[refactor] Common combined-1F1B schedule-plan base (1/4 of #4798) by Connor-XY · Pull Request #4941 · NVIDIA/Megatron-LM

Connor-XY · 2026-05-22T17:05:59Z

What does this PR do?

Part 1 of 4 splitting #4798 by @Wohox and @Connor-XY into smaller PRs to reduce the number of CODEOWNERS reviewer groups per PR. Original changes by @Wohox and @Connor-XY; this PR is purely the model-agnostic refactor with no behavior change for GPT/MTP.

Summary

Move model-agnostic combined-1F1B schedule-plan helpers out of gpt/fine_grained_callables.py into megatron/core/models/common/ so non-GPT models (HybridStack, in part 2) can build the same schedule plans:

Add megatron/core/models/common/utils.py (houses _BackwardDWWrapper, previously in gpt/fine_grained_callables.py), common/fine_grained_callables.py, and common/model_chunk_schedule_plan.py with the shared abstractions.
Reduce gpt/fine_grained_callables.py to GPT-specific pieces; reuse the new common base classes.
Switch GraphableMegatronModule.init_backward_dw_wrapper to import _BackwardDWWrapper from common.utils.
Relax combined_forward_backward_step's GPTModel-only assert to a duck-type on build_schedule_plan so any model implementing it can participate in EP overlap.
Carry the f6ea23b fix from [feat] Hybrid model ep overlapping main #4798: apply the main decoder's final_norm in MTP pre-dispatch when a VPP chunk has no main HybridStack layers (the HybridModel reference is a deferred import inside the function, so this file remains importable without the hybrid package).

Why this slice

Touches 5 reviewer groups: core-adlr, core-nemo, gpt, transformer, pipeline-parallelism.

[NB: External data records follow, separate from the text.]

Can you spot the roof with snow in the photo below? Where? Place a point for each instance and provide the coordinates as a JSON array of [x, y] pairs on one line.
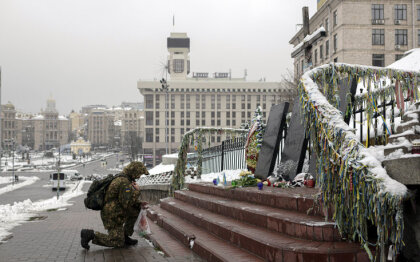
[[410, 61]]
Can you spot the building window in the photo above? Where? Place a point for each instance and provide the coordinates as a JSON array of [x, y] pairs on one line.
[[335, 18], [227, 101], [327, 25], [157, 135], [149, 118], [157, 104], [378, 60], [418, 13], [178, 65], [400, 12], [172, 101], [197, 101], [182, 101], [401, 36], [188, 101], [327, 49], [378, 12], [203, 101], [149, 101], [149, 134], [335, 43], [398, 57], [418, 37], [378, 36], [321, 52]]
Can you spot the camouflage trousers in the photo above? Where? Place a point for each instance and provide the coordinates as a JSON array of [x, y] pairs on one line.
[[118, 228]]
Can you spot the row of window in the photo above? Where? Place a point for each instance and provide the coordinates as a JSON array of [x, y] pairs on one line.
[[401, 36], [155, 136], [201, 103], [400, 12], [187, 121], [379, 59]]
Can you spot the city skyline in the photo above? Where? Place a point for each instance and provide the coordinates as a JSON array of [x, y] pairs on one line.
[[80, 54]]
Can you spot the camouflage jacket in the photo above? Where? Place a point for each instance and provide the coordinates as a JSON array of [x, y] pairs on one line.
[[121, 196]]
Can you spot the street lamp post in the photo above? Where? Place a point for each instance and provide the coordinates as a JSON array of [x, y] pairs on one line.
[[58, 172], [165, 88], [13, 161]]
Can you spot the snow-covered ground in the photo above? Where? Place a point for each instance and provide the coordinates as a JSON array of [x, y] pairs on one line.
[[26, 181], [40, 163], [16, 214], [230, 175]]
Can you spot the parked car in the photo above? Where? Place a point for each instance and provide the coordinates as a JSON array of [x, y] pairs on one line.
[[72, 175], [58, 181]]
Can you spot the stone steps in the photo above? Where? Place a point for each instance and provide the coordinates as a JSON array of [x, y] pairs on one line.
[[269, 245], [410, 137], [405, 170], [409, 125], [390, 150], [204, 244], [168, 244], [288, 222], [301, 200]]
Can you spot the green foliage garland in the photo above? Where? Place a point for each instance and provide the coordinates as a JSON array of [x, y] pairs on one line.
[[347, 180], [200, 133]]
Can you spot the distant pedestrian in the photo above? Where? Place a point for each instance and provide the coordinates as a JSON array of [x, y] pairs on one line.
[[121, 209]]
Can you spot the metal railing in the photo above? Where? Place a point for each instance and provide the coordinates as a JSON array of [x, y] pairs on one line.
[[227, 156], [157, 179]]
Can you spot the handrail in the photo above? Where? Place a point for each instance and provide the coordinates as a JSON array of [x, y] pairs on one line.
[[197, 135], [352, 181]]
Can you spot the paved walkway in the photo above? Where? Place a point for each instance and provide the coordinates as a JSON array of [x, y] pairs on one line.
[[55, 236]]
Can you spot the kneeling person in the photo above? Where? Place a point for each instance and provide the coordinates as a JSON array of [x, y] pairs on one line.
[[120, 212]]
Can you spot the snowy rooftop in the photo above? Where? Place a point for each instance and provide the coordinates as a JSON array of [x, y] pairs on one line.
[[410, 61], [159, 169]]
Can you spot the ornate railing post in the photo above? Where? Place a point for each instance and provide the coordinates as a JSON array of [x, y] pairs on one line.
[[200, 154]]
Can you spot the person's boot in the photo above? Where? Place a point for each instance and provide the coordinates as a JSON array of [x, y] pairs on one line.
[[86, 236], [130, 242]]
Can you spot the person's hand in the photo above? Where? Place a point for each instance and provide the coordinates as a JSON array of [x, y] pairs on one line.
[[135, 186], [144, 205]]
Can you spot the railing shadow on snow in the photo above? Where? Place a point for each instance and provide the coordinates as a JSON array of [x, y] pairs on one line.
[[351, 180]]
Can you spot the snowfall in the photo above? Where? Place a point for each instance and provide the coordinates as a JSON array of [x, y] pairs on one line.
[[20, 212]]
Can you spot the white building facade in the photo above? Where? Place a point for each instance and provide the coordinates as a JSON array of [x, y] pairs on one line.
[[198, 101]]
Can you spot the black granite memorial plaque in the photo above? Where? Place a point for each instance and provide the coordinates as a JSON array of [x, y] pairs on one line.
[[271, 140], [295, 145], [346, 89]]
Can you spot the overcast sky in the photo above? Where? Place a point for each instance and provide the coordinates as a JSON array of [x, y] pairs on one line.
[[83, 52]]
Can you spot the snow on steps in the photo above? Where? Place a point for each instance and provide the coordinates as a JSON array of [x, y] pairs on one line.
[[220, 238], [203, 243]]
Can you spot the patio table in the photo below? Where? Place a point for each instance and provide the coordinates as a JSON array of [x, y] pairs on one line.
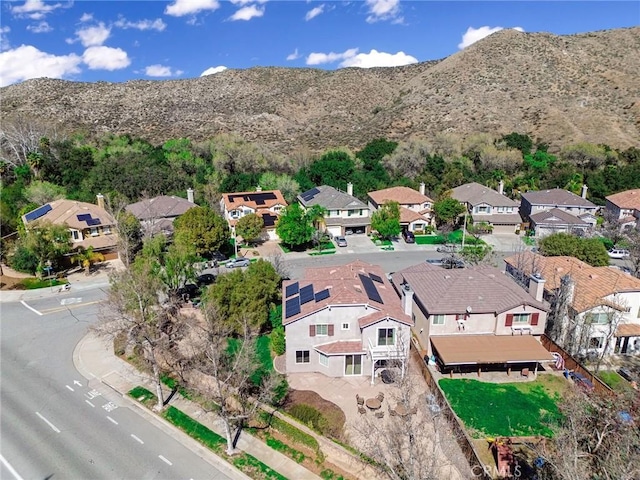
[[373, 403]]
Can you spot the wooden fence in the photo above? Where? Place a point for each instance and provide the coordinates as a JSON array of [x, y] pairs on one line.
[[570, 363], [466, 445]]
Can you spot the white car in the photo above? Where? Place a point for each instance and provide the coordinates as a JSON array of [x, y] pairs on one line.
[[618, 253]]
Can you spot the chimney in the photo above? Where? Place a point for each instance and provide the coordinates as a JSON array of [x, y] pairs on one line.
[[407, 298], [536, 286]]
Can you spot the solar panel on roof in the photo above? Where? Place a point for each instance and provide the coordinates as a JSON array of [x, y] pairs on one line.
[[292, 289], [370, 288], [322, 294], [306, 294], [291, 307], [375, 278], [37, 213]]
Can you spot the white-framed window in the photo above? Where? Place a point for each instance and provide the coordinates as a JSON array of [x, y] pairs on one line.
[[322, 330], [601, 318], [386, 336], [521, 318], [302, 356], [323, 360]]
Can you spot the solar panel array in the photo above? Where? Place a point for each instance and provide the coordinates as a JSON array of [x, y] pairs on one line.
[[38, 212], [371, 289], [292, 289], [309, 194], [375, 278]]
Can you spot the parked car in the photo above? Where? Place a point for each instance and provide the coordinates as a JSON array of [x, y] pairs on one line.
[[238, 262], [408, 236], [618, 253]]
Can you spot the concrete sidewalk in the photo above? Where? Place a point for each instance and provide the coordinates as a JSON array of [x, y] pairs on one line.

The hybrid- / FSDP- / training-specific reviewers are not needed here.

Dependencies

None — this PR is mergeable on its own. Parts 2/3/4 depend on this PR.

Validation

The full integrated change was validated in #4798 (unit tests + DeepSeek-V3 deterministic Transformer/Hybrid baseline + EP-overlap smoke tests). This slice is a refactor with no behavior change for the GPT/MTP path; behavior was confirmed bitwise-identical by @Wohox on EOS 8-node for the carried-over f6ea23b fix (lm_loss bitwise-identical at iter 1 with A2A_OVERLAP=1 vs 0).

Issue tracking

Linked issue: part of #4798.

Pre-checks

Carried-over commits already validated upstream in [feat] Hybrid model ep overlapping main #4798
Refactor preserves GPT/MTP behavior
Each split PR preserves or credits the original authors' commit messages

🤖 Generated with Claude Code

copy-pr-bot · 2026-05-22T17:06:03Z

This pull request requires additional validation before any workflows can run on NVIDIA's runners.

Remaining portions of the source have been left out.